Par Philippe Mesnard.
Le ministre Bruno Le Maire sort un livre pour nous exhorter à une austérité qu’il n’a jamais pensée ni mise en œuvre : c’est sans doute le printemps qui lui donne ces belles idées de sévérité consentie.
Marlène Schiappa, qui n’est plus ministre mais associée dans le cabinet Tilder à qui elle apporte « son expertise des stratégies de communication, d’engagement sociétal, de gestion de crise [on la croit en effet experte] et du débat public » va sortir un livre chez Fayard (qui se targue d’être un éditeur prestigieux…) dans le genre new romance, dans lequel « l’amour et le sexe sont les deux axes principaux autour desquels la trame narrative s’articule », un peu comme austérité et responsabilité s’articulent dans le cerveau de Bruno. Quant à Olivier Véran, qui se définit comme faisant partie « de ce centre gauche urbain, jeune, que d’aucuns qualifieraient de “bobo” », voilà qu’il se lance dans la chirurgie esthétique à la clinique des Champs Élysées.
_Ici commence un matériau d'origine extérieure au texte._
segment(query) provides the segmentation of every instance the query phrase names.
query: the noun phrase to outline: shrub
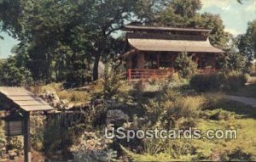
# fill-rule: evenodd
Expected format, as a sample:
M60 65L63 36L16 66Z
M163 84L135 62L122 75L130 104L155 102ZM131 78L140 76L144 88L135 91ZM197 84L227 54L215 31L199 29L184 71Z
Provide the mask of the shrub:
M197 92L231 90L236 91L247 81L247 75L238 71L195 75L190 81L190 87Z
M197 92L218 91L223 83L223 75L219 73L194 75L190 81L190 87Z
M188 56L187 52L180 53L175 63L179 75L183 78L189 78L197 71L197 64L193 61L192 56Z
M247 82L248 75L238 71L230 71L224 75L224 89L237 91Z
M73 145L71 151L74 161L115 161L116 151L108 150L112 141L103 137L99 137L95 132L85 131L79 139L79 143Z
M67 99L69 102L73 103L86 103L89 102L90 98L90 94L84 91L61 91L57 92L61 99Z
M0 150L5 148L6 139L3 131L3 122L0 121Z
M184 97L176 102L175 108L172 109L177 118L198 117L202 105L205 103L205 98Z

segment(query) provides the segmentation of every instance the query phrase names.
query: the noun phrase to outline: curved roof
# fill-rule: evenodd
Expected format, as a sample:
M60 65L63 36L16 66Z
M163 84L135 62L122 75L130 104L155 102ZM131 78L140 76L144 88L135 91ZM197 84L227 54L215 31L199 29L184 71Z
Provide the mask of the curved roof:
M139 51L224 53L212 46L209 41L128 38L128 42Z
M200 28L177 28L177 27L166 27L166 26L145 26L145 25L125 25L125 31L195 31L195 32L211 32L210 29L200 29Z

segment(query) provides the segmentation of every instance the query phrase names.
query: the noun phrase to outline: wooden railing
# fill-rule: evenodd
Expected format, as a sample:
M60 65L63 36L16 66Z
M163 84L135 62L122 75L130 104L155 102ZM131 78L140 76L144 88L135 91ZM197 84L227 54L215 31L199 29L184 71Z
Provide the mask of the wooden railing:
M172 76L174 70L172 69L156 70L156 69L129 69L125 74L129 81L134 80L147 80L149 78L164 78ZM211 74L217 72L214 69L199 70L199 74Z
M217 72L217 70L215 69L204 69L204 70L199 70L198 73L199 74L212 74L212 73L215 73Z
M154 69L129 69L128 81L144 80L149 78L164 78L172 75L172 70L154 70Z

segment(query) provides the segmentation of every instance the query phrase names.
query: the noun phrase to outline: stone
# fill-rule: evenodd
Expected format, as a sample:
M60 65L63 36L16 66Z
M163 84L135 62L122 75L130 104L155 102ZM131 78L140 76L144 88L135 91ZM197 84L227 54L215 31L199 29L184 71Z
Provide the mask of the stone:
M129 116L120 109L111 109L107 112L107 124L112 121L127 120Z

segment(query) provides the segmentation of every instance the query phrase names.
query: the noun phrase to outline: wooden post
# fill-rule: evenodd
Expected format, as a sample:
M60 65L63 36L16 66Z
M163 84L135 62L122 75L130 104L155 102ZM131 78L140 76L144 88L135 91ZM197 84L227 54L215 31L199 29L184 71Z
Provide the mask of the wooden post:
M172 54L172 73L174 73L174 57L173 57L173 53L171 53Z
M129 81L129 82L131 82L131 69L128 70L128 81Z
M32 162L31 142L30 142L30 113L25 113L24 126L24 161Z
M157 53L157 69L160 68L160 54Z
M200 56L201 56L201 57L200 57L200 70L201 70L201 69L202 69L202 68L201 68L202 53L201 53Z

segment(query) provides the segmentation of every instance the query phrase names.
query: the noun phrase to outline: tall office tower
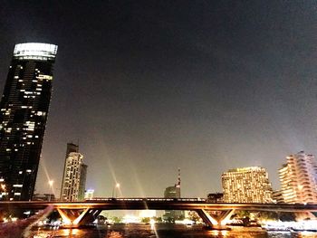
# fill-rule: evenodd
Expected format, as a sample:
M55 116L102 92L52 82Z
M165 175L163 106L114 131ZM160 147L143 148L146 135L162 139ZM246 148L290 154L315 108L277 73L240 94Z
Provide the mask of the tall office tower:
M78 201L83 201L85 199L87 168L87 165L82 164Z
M66 148L66 155L65 155L65 162L63 164L63 174L62 174L62 186L61 186L61 195L60 195L60 199L62 200L62 197L63 197L63 191L62 191L62 186L63 186L63 184L64 184L64 178L65 178L65 173L66 173L66 161L67 161L67 158L69 157L69 155L72 153L72 152L79 152L79 146L76 145L76 144L73 144L72 142L71 143L67 143L67 148Z
M178 168L178 183L173 186L168 186L164 191L164 198L180 198L180 169ZM184 211L166 210L163 214L163 220L175 221L184 218Z
M301 151L286 157L279 169L281 190L285 203L317 204L317 161Z
M15 45L0 103L0 200L31 200L52 94L57 45Z
M66 158L61 195L62 201L78 201L82 157L81 153L71 152Z
M225 203L272 203L267 172L259 167L230 169L222 175Z

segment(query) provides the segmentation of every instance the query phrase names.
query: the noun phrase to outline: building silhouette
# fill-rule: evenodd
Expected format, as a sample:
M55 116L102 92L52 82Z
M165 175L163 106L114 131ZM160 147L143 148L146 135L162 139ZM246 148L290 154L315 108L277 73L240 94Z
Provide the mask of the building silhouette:
M279 169L281 191L285 203L317 204L317 161L304 151L286 157Z
M76 202L84 199L88 166L82 163L82 159L79 146L68 143L61 189L62 201Z
M52 95L57 45L19 43L0 102L0 200L31 200Z
M87 169L88 166L85 164L82 164L78 201L85 200Z
M178 183L175 186L168 186L164 191L164 198L180 198L180 169L178 168ZM184 212L178 210L166 210L163 214L163 220L174 222L184 218Z
M225 203L272 203L267 172L259 167L230 169L222 175Z

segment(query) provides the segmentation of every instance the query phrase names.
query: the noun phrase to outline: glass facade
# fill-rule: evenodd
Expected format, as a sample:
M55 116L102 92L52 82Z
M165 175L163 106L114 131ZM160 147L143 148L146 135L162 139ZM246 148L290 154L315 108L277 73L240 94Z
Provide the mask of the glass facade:
M0 200L31 200L57 45L15 45L0 103Z
M301 151L286 157L279 169L283 201L288 204L317 203L317 161Z
M272 203L267 172L259 167L230 169L222 175L225 203Z

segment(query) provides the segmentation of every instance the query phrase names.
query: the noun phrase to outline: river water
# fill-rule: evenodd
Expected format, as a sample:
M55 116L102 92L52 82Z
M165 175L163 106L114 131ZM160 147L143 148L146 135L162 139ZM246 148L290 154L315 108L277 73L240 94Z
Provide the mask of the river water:
M315 233L266 232L261 228L208 231L201 225L114 224L84 229L36 229L27 237L67 238L317 238Z

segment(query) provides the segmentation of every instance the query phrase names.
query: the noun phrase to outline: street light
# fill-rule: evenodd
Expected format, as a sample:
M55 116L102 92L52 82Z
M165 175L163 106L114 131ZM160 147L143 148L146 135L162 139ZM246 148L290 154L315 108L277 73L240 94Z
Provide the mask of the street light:
M112 198L114 197L114 190L116 189L116 197L117 197L117 189L120 188L120 184L117 183L114 186L113 186L113 189L112 189Z
M53 193L53 184L54 183L53 180L50 180L48 181L48 184L50 186L50 196L49 196L49 202L51 202L51 199L52 199L52 193Z

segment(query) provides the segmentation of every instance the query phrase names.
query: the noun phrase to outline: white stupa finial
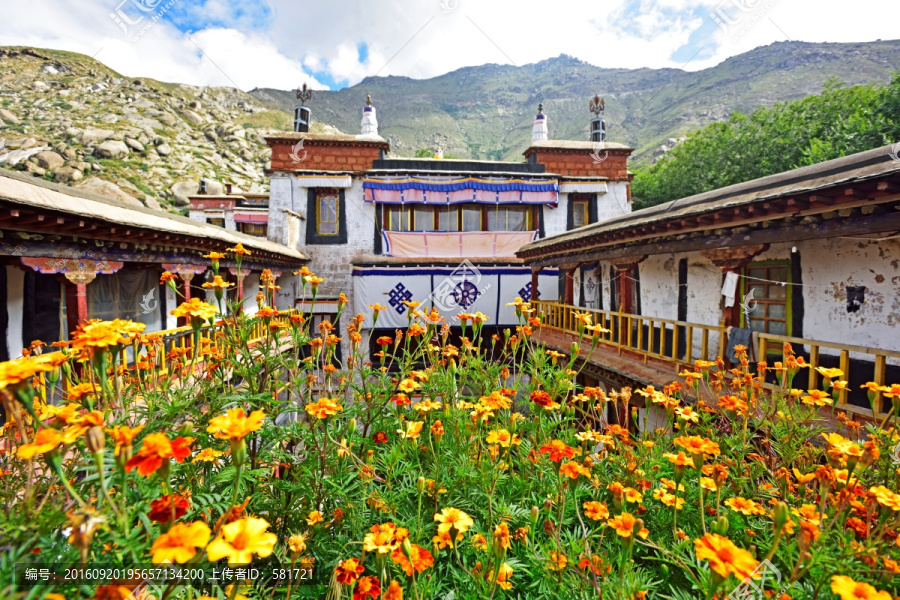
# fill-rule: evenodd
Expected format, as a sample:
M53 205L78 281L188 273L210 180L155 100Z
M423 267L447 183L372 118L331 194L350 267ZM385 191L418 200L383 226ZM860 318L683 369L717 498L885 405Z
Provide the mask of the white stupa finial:
M378 135L378 117L375 115L375 107L372 106L372 96L366 94L366 106L363 108L362 134L368 136Z
M534 118L534 127L531 130L531 142L543 142L547 140L547 115L544 114L544 103L538 104L538 114Z

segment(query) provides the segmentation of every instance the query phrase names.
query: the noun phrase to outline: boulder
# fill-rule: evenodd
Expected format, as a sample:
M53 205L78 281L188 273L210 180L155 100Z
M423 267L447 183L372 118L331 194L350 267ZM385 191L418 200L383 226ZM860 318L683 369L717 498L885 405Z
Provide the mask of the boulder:
M81 143L85 146L97 144L104 140L108 140L113 136L114 133L114 131L110 131L109 129L97 129L94 127L88 127L81 132Z
M197 127L197 126L203 124L203 117L201 117L200 115L198 115L197 113L195 113L192 110L185 109L185 111L182 114L184 115L184 118L188 121L188 123L190 123L194 127Z
M60 168L66 163L62 156L51 150L44 150L43 152L35 154L34 162L36 162L38 166L51 171Z
M8 110L6 110L5 108L0 108L0 119L3 119L7 123L13 123L13 124L19 122L19 118L16 115L9 112Z
M56 181L62 181L63 183L78 181L82 177L84 177L84 174L80 169L76 169L75 167L63 167L57 169L53 174L53 178L56 179Z
M128 156L128 152L128 146L125 145L125 142L107 140L97 146L94 150L94 156L118 160Z
M200 191L200 183L197 181L179 181L172 185L169 191L175 197L175 204L188 206L190 204L188 196L195 196Z
M122 188L120 188L116 184L110 181L104 181L99 177L88 177L84 181L75 185L75 187L86 192L91 192L94 194L99 194L101 196L106 196L107 198L111 198L113 200L118 200L119 202L127 204L129 206L143 206L140 200L138 200L131 194L126 194L124 191L122 191Z

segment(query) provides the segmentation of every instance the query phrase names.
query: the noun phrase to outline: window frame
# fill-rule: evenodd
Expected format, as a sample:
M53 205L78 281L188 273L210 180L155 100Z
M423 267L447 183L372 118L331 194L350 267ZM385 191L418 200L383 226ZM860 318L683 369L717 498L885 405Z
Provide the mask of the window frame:
M793 331L792 306L793 306L793 298L794 298L794 285L793 285L793 273L792 273L791 261L790 261L790 259L761 260L761 261L751 262L751 263L745 265L744 267L742 267L741 273L740 273L740 275L741 275L741 301L747 295L747 289L751 285L765 286L767 295L768 295L768 288L770 286L778 285L778 283L769 283L768 281L757 281L756 279L748 279L749 270L750 269L758 269L758 268L764 268L766 270L766 274L765 274L765 277L763 277L763 279L768 279L768 280L772 279L771 276L769 275L770 269L773 269L773 268L784 269L784 272L786 274L785 295L784 295L783 301L782 300L773 301L769 298L754 298L753 300L754 300L754 302L757 303L757 307L760 307L760 306L765 307L765 313L764 313L765 316L754 317L752 320L753 321L763 321L765 323L765 330L762 332L759 332L759 333L765 333L765 334L769 334L769 335L783 335L786 337L791 337L792 331ZM773 304L784 306L784 318L783 319L769 317L768 307ZM750 324L747 322L747 316L744 314L744 311L741 310L740 313L741 313L741 318L740 318L741 328L752 329L752 327L750 327ZM774 332L769 331L769 322L770 321L774 321L774 322L778 322L778 323L784 322L784 333L774 333ZM756 330L754 329L754 331L756 331Z
M322 192L321 195L319 195L319 191ZM333 190L329 190L327 192L325 190L319 190L319 191L316 192L316 235L319 235L322 237L337 237L337 236L341 235L341 196L340 196L340 192L335 192ZM324 212L322 210L322 201L326 200L328 198L334 198L334 221L323 221L322 220L322 215ZM334 223L334 232L333 233L323 232L322 231L323 223L328 224L328 225Z

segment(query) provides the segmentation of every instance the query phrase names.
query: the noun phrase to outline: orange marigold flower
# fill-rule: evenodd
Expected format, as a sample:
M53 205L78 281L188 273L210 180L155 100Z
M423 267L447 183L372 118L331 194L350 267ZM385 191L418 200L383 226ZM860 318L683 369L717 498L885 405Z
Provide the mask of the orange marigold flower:
M168 523L172 520L172 507L175 507L175 519L180 519L187 513L190 500L180 494L166 494L150 503L150 513L147 515L151 521Z
M575 448L567 446L562 440L553 440L549 444L541 446L541 454L548 454L551 461L559 462L563 458L575 456Z
M742 581L750 576L758 563L753 555L735 546L731 540L716 533L707 533L694 540L698 560L708 560L709 566L721 577L734 576Z
M868 583L854 581L846 575L831 578L831 591L841 600L892 600L890 593L878 591Z
M144 438L140 451L125 463L125 470L137 468L141 475L150 475L163 465L163 461L174 458L177 462L191 455L194 438L177 437L170 440L164 433L151 433Z
M215 434L219 440L239 441L247 434L259 430L265 418L266 414L261 410L254 410L247 415L243 408L232 408L224 415L210 419L206 431Z
M338 563L337 568L334 570L335 579L344 585L353 585L365 570L366 568L360 564L359 559L348 558Z

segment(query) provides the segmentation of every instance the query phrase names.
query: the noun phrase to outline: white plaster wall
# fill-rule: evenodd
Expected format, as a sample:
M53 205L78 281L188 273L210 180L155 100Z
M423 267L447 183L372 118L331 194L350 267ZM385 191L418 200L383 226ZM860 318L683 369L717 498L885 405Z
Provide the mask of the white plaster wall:
M627 185L624 181L610 181L607 184L608 191L597 195L598 221L606 221L631 212Z
M556 208L547 205L541 205L544 211L544 236L549 237L557 233L565 233L566 231L566 211L569 202L568 194L559 195L559 204Z
M678 260L675 255L648 256L638 264L638 272L641 281L641 314L677 319Z
M800 253L803 337L823 342L897 350L900 326L900 239L847 238L793 244ZM756 260L786 260L791 244L773 245ZM865 286L865 303L847 312L846 286ZM822 353L827 352L825 348ZM863 358L863 355L852 355Z
M25 301L25 272L12 265L6 265L6 310L9 313L9 327L6 330L6 349L10 358L22 355L22 319Z

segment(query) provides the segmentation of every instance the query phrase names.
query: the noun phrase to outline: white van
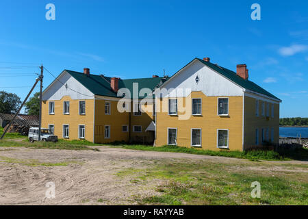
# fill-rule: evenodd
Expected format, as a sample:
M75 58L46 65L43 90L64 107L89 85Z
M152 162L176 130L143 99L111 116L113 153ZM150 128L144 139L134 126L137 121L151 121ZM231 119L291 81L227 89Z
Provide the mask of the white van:
M57 142L57 136L54 136L48 129L40 129L40 139L43 142ZM30 142L38 141L38 128L32 127L29 129L28 140Z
La clinique pratique l’épaississement et l’allongement du pénis mais le député Véran jure qu’il ne touchera aucun gland (il a déjà donné comme porte-parole du gouvernement) ; mais que vaut la parole de Véran, sans parler de celle d’un député ? Il précise que « c’est quelque chose qui ne doit pas être dénigré » car « 15 % de la population adulte française a recours à des soins de médecine esthétique ».
Voilà, on a une macronie qui fait de la politique pour adultes, avec la femme du président en couverture de Madame Figaro et le président en ticheurte sur Instagram, biscotto avantageux et saillant, droit sorti d’un fantasme de Marlène, pour émoustiller les vieilles troupes à la salacité un peu endormie par les annonces un peu tue-l’amour des déficits records et de l’austérité à venir. 15 %, c’est à peu près la base électorale de Macron, constitués de gens riches et satisfaits d’eux-mêmes – c’est eux qui le disent, et ils le sont sans doute encore plus grâce à la médecine esthétique – qui pensent systématiquement à rebours du reste de la population.
On bousille les tabous bien balisés
La politique pour adultes, c’est comme les films et les livres du même genre : on “casse les codes” selon des formules bien établies, on transgresse les interdits déjà tolérés, on bousille les tabous bien balisés, on dit des saletés qui excitent le bourgeois et on fait du fric qui revient aux bourgeois, sur le dos des crétins, des ignorants et des malheureux. On appauvrit les Français et on parle d’augmenter les impôts, on ferme les centres de soins palliatifs, comme celui de Houdan, et on vante l’euthanasie, on jure aux soldats, au Mali ! en mai 2017, qu’on sera « un chef exigeant, lucide, toujours présent » et on ajoute « Je ne risquerai pas vos vies pour rien ». Frémissement de plaisir chez les macronistes, voilà que le jeune Jupiter se saisissait des foudres ! Depuis, plus d’Afrique, moins de crédits, une politique industrielle militaire aberrante, un état des stocks pitoyable, des dons inconséquents, des attitudes de rodomont : l’armée n’est mobilisée que pour satisfaire la macabre assuétude aux hommages nationaux du président.
Ou, pire, pour ranimer la flamme chez les partisans qui rêvent de beaux massacres héroïques et brutaux, pour affirmer que la France est bien « fidèle à son héritage, pays phare de l’humanité », on agite notre armée sous le nez des Russes comme si le rôle de la France était de rallumer la guerre dans toute l’Europe comme aux glorieuses heures de la Révolution et de l’Empire – avec les succès qu’on sait. Les adultes aiment bien, dans leurs salons, arborer des drapeaux virtuels sur leurs écrans pendant que les enfants des autres, ceux qui ne sont ni cadres expatriés ni fondateur de starteupes ni gérants de fonds, crapahutent sur les Territoires d’Opérations Extérieures, source formidable de narratifs enthousiasmants ; et d’hommages nationaux où le président pourra arborer la mine tragique et sévère de celui qui assume et porte, bien plus que tous leurs parents, et bien mieux, le deuil de ces enfants de France.
La politique pour adultes, c’est celle d’un président qui nous dit et redit depuis janvier 2017 qu’il faut « penser printemps » (« un penser d’engagé, de passionné, d’acteur » : mesurait-il alors comment nous relirions ça aujourd’hui ?) et qui a l’air de croire sincèrement que la guerre, l’avortement, l’euthanasie et la misère sont les fruits que le peuple espère. ■
Article précédemment paru dans Politique magazine.